Covered Connecticut is expected to cover 31,000 people, more than the original proposals at a lower cost for the state. Many of the new, lower income Covered Connecticut members are likely now uninsured. Reversing previous cuts to HUSKY parents would’ve covered about half that number but most are likely uninsured now. Covered Connecticut, even with the HUSKY wraparound for dental and transportation, doesn’t include all HUSKY services, but it comes close.
It is unclear how many people would’ve been covered by the proposed public option, but it is likely far fewer than Covered Connecticut. The public option, based on the state employee plan, would probably have been an expensive option. It may have lowered premiums for some small businesses, but it was unlikely to have covered many uninsured state residents. Transparency in the state’s current public option for municipalities is weak, so we may never have known how many it covered, how much it cost, or if it worked for members.
To ensure that Covered Connecticut is successful, the CT Health Policy Project collected advice from stakeholders in other states with similar premium assistance programs, including Massachusetts, and feedback from Connecticut stakeholders.
Other states have struggled with “churn,” the term for members with fluctuating incomes bouncing between HUSKY and Access Health CT plans like Covered Connecticut. Plans available to low-income applicants in Connecticut and other states often have narrow networks of providers, making it hard to find care when it’s needed. Connecticut’s HUSKY plan has developed a robust panel of participating providers. Insurance plans also have closed formularies that restrict access to some medications that may be expensive but are medically necessary. Coordinating services between programs can be a challenge.
Connecticut stakeholders were generally positive about Covered Connecticut but shared some concerns. It is critical that applicants are fully informed that, unlike HUSKY, if their income increases during the year, they may have to pay back some of the premium subsidies at tax time.
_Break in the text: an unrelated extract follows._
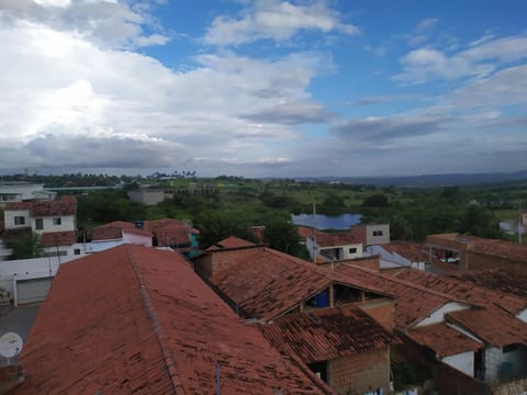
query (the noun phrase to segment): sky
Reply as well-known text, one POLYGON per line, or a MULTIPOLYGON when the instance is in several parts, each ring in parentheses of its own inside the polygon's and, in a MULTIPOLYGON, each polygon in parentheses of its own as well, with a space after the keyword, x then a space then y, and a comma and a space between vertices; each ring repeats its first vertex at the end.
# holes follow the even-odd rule
POLYGON ((527 169, 524 0, 0 0, 0 172, 527 169))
There are serious privacy concerns with Covered Connecticut. Unlike HUSKY, private plans and their vendors often capture and sell personal information. Access to HUSKY’s successful Intensive Care Management for Covered Connecticut members could improve outcomes for members at-risk for costly health problems.
Finally, advocates are concerned that Covered Connecticut is a first step toward returning HUSKY to managed care organizations. This would be a grave mistake. Connecticut has saved billions of tax dollars, provider participation is substantially better, and quality has improved since we moved HUSKY out of private, managed care plans and into care management in 2012. Other states are just now learning that lesson.
Covered Connecticut is a good program that came out of sincere efforts to cover the uninsured and maximize federal subsidies. As with all good ideas, they need to be monitored over time to be sure they work. The legislative oversight included in state law will help with that. All commenters stressed that if Congress doesn’t make the premium subsidies permanent, or the state budget returns to a deficit, Covered Connecticut could end. It is critical for the administration to engage stakeholders left out of the process to overcome the challenges as they arise.